Rivista Anarchica Online


attenzione sociale


a cura di Felice Accame

 

Dal pranzo del martedì agli altari del Dio Tour

 

Nei confronti di qualcosa – di checchessia – l’essere umano può assumere atteggiamenti mentali diversi. Guardarlo dal punto di vista estetico, per esempio, o dal punto di vista etico. Chiedersi se quella tal cosa è “bella”, se gli piace, o se è “giusta”. Alla stessa stregua, può chiedersi se la tal cosa “costa”, ha valore – in termini di denaro, energia, fatica, tempo, etc. Alla stessa stregua, in altre parole, gli esseri umani possono assumere un atteggiamento economico. E, credo, non solo gli esseri umani: il ragno ci pensa su due volte prima di muoversi per andare a vedere se, nella sua tela, è finita una mosca succulenta o il mozzicone di una sigaretta; così come la pianta carnivora aspetta a chiudersi allorché gli insetti entrati incautamente fra i suoi petali letali non sono solo un paio, ma qualcuno in più. Diciamo che un’economia come scienza prende le mosse – o dovrebbe prenderle – da consapevolezze simili.
Tuttavia, quando si parla più o meno apertamente di dover “salvare l’economia” mi viene in mente la lettera del marchese di Mirabeau. In essa, scrivendo a Jean Jacques Rousseau il 20 dicembre del 1767, il marchese racconta che “Je fondai chez moi un dîner et une assemblée tous les mardis.

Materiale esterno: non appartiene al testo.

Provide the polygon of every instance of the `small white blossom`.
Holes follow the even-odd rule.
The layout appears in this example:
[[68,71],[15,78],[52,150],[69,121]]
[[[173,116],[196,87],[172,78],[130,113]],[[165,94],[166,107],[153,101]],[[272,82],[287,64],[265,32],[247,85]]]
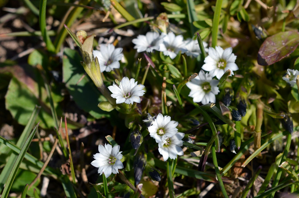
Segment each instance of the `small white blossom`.
[[[187,51],[185,53],[187,56],[196,58],[201,54],[197,40],[188,39],[185,41],[185,43],[186,44],[185,47],[187,49]],[[205,51],[207,52],[208,51],[207,48],[208,43],[204,41],[202,42],[202,44],[205,48]]]
[[233,71],[239,68],[235,61],[237,56],[232,53],[233,49],[228,48],[224,50],[221,47],[216,46],[215,48],[209,48],[209,55],[205,59],[205,64],[202,69],[207,71],[212,77],[216,76],[220,79],[224,72],[229,69],[231,72],[231,76],[234,75]]
[[123,168],[123,163],[120,160],[123,155],[119,152],[119,145],[112,147],[110,144],[105,144],[105,146],[99,145],[99,152],[94,155],[94,160],[91,162],[92,165],[99,168],[97,173],[100,175],[103,173],[107,178],[112,173],[115,174],[118,173],[118,169]]
[[159,113],[152,122],[152,125],[148,127],[150,135],[155,138],[156,142],[160,142],[164,137],[172,137],[177,132],[178,129],[176,127],[179,123],[171,121],[171,118],[168,115],[163,117]]
[[292,87],[296,83],[297,75],[299,75],[299,71],[297,69],[288,69],[286,73],[282,79]]
[[162,33],[163,42],[160,44],[159,51],[163,52],[165,56],[169,56],[173,59],[180,51],[184,53],[187,51],[182,35],[176,36],[173,32],[170,32],[167,34]]
[[97,57],[101,72],[109,72],[113,69],[119,68],[120,64],[119,61],[123,56],[122,51],[122,48],[115,49],[112,44],[101,44],[100,50],[94,50],[94,56],[95,58]]
[[175,159],[177,155],[183,155],[184,152],[181,147],[183,146],[182,139],[185,134],[178,132],[173,136],[169,137],[163,137],[162,141],[158,144],[159,151],[160,154],[163,156],[164,161],[169,157],[170,159]]
[[108,87],[108,89],[112,92],[111,96],[116,99],[116,104],[125,103],[126,104],[133,104],[134,102],[140,103],[141,100],[140,98],[144,94],[143,90],[144,86],[135,82],[135,79],[124,77],[119,83],[119,86],[115,84]]
[[215,95],[220,91],[217,86],[219,82],[219,80],[213,80],[209,74],[205,74],[201,70],[198,76],[186,84],[191,90],[188,96],[193,98],[194,102],[201,102],[203,104],[215,103]]
[[163,36],[160,36],[158,32],[149,32],[145,36],[138,35],[137,38],[132,40],[132,42],[135,45],[134,49],[137,49],[137,52],[146,51],[151,52],[154,50],[159,49],[160,44],[163,42],[162,39]]

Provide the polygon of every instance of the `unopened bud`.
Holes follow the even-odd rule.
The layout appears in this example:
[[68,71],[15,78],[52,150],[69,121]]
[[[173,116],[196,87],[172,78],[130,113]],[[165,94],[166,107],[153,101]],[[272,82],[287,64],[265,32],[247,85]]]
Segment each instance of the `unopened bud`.
[[246,115],[246,103],[245,101],[241,100],[237,105],[237,108],[240,112],[240,114],[242,117],[244,117]]
[[146,118],[142,121],[144,123],[147,127],[149,127],[152,124],[152,122],[155,120],[155,115],[153,117],[149,113],[148,113],[147,116]]
[[153,169],[153,171],[149,172],[149,174],[153,180],[157,182],[161,181],[161,176],[157,170]]
[[239,111],[233,109],[231,111],[231,116],[233,120],[235,121],[240,121],[242,119],[242,117],[240,115],[240,112]]
[[139,148],[143,142],[143,137],[139,130],[135,129],[130,134],[130,141],[133,149],[137,149]]

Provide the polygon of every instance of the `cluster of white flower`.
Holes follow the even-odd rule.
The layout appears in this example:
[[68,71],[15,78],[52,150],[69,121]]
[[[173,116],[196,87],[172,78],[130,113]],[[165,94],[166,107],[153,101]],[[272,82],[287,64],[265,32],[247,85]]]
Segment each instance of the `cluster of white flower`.
[[152,125],[148,128],[150,135],[158,143],[158,150],[163,156],[164,161],[168,158],[175,159],[177,155],[184,154],[181,147],[183,146],[182,139],[185,134],[178,132],[176,127],[179,123],[171,119],[170,116],[165,115],[163,117],[159,113]]
[[299,71],[297,69],[288,69],[285,75],[282,79],[292,87],[296,83],[297,76],[299,75]]
[[[184,40],[182,35],[176,36],[172,32],[167,34],[162,33],[161,35],[157,32],[149,32],[145,36],[138,35],[132,42],[135,44],[134,48],[137,49],[137,52],[160,51],[172,59],[180,51],[187,56],[196,58],[201,53],[197,40],[188,39]],[[208,43],[205,42],[203,45],[205,48],[208,46]],[[208,51],[208,48],[205,49]]]

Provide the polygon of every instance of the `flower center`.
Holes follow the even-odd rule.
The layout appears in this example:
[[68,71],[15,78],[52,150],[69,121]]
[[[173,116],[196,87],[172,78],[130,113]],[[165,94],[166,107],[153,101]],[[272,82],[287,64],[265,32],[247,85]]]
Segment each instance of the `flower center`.
[[164,134],[164,129],[160,129],[158,130],[158,131],[157,132],[157,133],[158,134],[158,135],[162,135]]
[[115,162],[117,160],[117,159],[114,156],[112,155],[110,156],[110,157],[109,157],[108,160],[108,163],[109,163],[109,164],[113,165],[115,164]]
[[130,96],[131,93],[129,92],[127,94],[125,94],[125,95],[123,96],[123,98],[125,98],[126,99],[127,99],[128,98],[129,98]]
[[224,59],[220,59],[217,63],[217,67],[221,69],[224,69],[226,66],[226,61]]
[[112,63],[112,60],[111,60],[111,58],[109,58],[108,60],[108,61],[107,62],[105,62],[105,65],[106,66],[108,66],[109,65],[111,65]]
[[202,88],[206,93],[211,91],[211,85],[209,82],[205,82],[202,84]]

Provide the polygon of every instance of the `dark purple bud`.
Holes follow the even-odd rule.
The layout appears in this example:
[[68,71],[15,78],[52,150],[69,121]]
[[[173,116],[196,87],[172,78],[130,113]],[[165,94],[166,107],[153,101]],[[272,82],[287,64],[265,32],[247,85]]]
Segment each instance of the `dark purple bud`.
[[237,105],[237,108],[241,116],[242,117],[245,116],[246,115],[246,103],[241,100]]
[[138,129],[135,129],[130,134],[130,141],[134,149],[139,148],[143,142],[143,137]]
[[149,172],[149,174],[153,180],[157,182],[160,182],[161,181],[161,176],[158,171],[155,170],[153,170],[152,171]]
[[149,113],[148,113],[147,116],[145,119],[142,121],[144,123],[147,127],[149,127],[152,124],[152,122],[155,120],[155,115],[153,117]]
[[233,120],[235,121],[240,121],[242,119],[242,117],[240,115],[239,111],[233,109],[231,111],[231,115],[233,117]]

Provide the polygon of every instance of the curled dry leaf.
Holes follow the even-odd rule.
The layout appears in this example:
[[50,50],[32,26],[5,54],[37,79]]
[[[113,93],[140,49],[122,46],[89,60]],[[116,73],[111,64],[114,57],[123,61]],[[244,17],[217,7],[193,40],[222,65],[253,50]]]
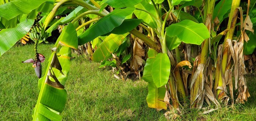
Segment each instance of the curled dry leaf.
[[245,21],[244,21],[244,29],[248,30],[253,33],[254,30],[253,30],[253,23],[252,23],[250,18],[250,16],[247,16],[245,18]]
[[176,66],[175,68],[178,68],[180,67],[183,67],[185,66],[189,66],[189,69],[191,69],[191,68],[192,67],[192,65],[191,65],[191,63],[190,63],[190,62],[189,62],[189,61],[187,61],[187,60],[183,60],[183,61],[181,61],[180,63],[179,63]]

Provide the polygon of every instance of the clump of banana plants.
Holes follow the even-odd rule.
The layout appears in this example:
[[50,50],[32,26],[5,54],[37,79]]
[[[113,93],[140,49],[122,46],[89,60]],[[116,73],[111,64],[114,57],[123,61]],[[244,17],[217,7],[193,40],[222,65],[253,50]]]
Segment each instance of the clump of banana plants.
[[[58,25],[67,25],[54,45],[45,75],[39,79],[34,120],[61,120],[71,49],[88,43],[87,47],[94,49],[90,59],[102,62],[102,66],[122,66],[130,58],[131,71],[140,72],[140,67],[144,67],[142,78],[148,86],[146,100],[149,107],[157,110],[169,108],[176,110],[177,115],[184,106],[233,105],[233,75],[238,91],[236,102],[243,103],[250,96],[244,76],[244,52],[252,47],[249,40],[253,39],[256,22],[255,7],[250,5],[255,3],[241,7],[237,0],[28,1],[35,3],[25,5],[29,12],[14,12],[11,16],[0,12],[0,16],[6,21],[21,14],[32,18],[39,11],[47,12],[41,29],[32,29],[30,35],[35,40],[45,37],[35,34],[51,36]],[[19,7],[11,2],[0,7],[0,12]],[[243,10],[247,10],[246,14]],[[66,17],[55,18],[69,11]],[[127,47],[124,43],[129,35],[133,38],[132,50],[121,60],[119,52]],[[121,67],[119,69],[122,73]],[[52,90],[54,96],[50,96]]]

C’est de ces assemblées que nous est venu le nom d’économistes”. Il nome era nell’aria da tempo e sarà anche stata la congrega delle migliori menti in circolazione, ma resta il fatto che questa “economia” nasce come tale in mano ad amiconi dell’ottima borghesia, gente che, fra un pranzo un frizzo e un lazzo, sciorina idee luminose per emergere nell’agone retorico dei pari.
Così l’economia cui fanno riferimento i saggi e i potenti è sempre più palesemente un artificio retorico per nascondere i loro interessi spacciandoli per l’interesse collettivo. Ma, a ben guardare, in certi casi, di nascosto rimane ben poco.
Qualche esempio. Uno. Già dopo pochi giorni dalla catastrofe del maremoto in Asia, paradossalmente, fioccando gli inviti a continuare a “viaggiare” nei Paesi colpiti – “perché la loro economia è legata al turismo” –, c’era chi ammoniva che “l’allarmismo può creare più danni dello tsunami”. Due. Nel settembre del 2004, il responsabile della Sicurezza Interna degli Stati Uniti d’America, tal Ridge, ha affermato che “dopo l’11 settembre, alle frontiere con il Messico e il Canada i controlli erano così severi che avevamo significativamente ostacolato il commercio”. “Il flusso del commercio”, infatti, sarebbe tale che “un’interruzione di 4-6 ore manda all’aria il sistema”. La soluzione – la sua soluzione – consisteva nel raggiungere un “equilibrio fra sicurezza e interazioni commerciali”. Tre. Nel dicembre scorso, a Buenos Aires, l’Italia ha annunciato al sua prossima ritirata dai vincoli imposti dal cosiddetto “protocollo di Kyoto” sulla riduzione dei gas inquinanti il pianeta. Tal Marcegaglia, vicepresidente di Confindustria, definisce “un’opportunità” (e già qui ci sarebbe da urlare) “le azioni e i provvedimenti necessari per combattere efficacemente i cambiamenti climatici e ridurre le emissioni dei gas”, ma fa dipendere questa “opportunità” da una condizione: “che non si comprometta la competitività della struttura industriale italiana”. Come dire che gli industriali possono inquinare di meno soltanto a patto di continuare a guadagnarci.
Se l’economia è questa – se è questo ciò che si insegna nelle Università – sarebbe ora che nessuno si proclami più economista, vantando un sapere scientifico che, alla resa dei conti – con lo sfruttamento del Terzo Mondo, con la semplice sopravvivenza del cittadino e con la sistematica distruzione delle condizioni di abitabilità del pianeta –, potrebbe essere insegnato soltanto in Facoltà di Cinismo.

Felice Accame

P.s.: Qualcuno ha ammesso (vedi l’Indonesia) che, anche nel caso del maremoto in Asia, la sindrome dello Squalo ha colpito ancora. È il tema cruciale del vecchio film di Spielberg: nella tal località climatica c’è uno squalo assassino, ma le autorità fanno di tutto perché non si sappia. Il dio Tour esige vite umane e non gli bastano quelle di chi, forzato del capitale glob-trotter, ha dovuto sacrificare la propria tradizione per trasformarsi in servo.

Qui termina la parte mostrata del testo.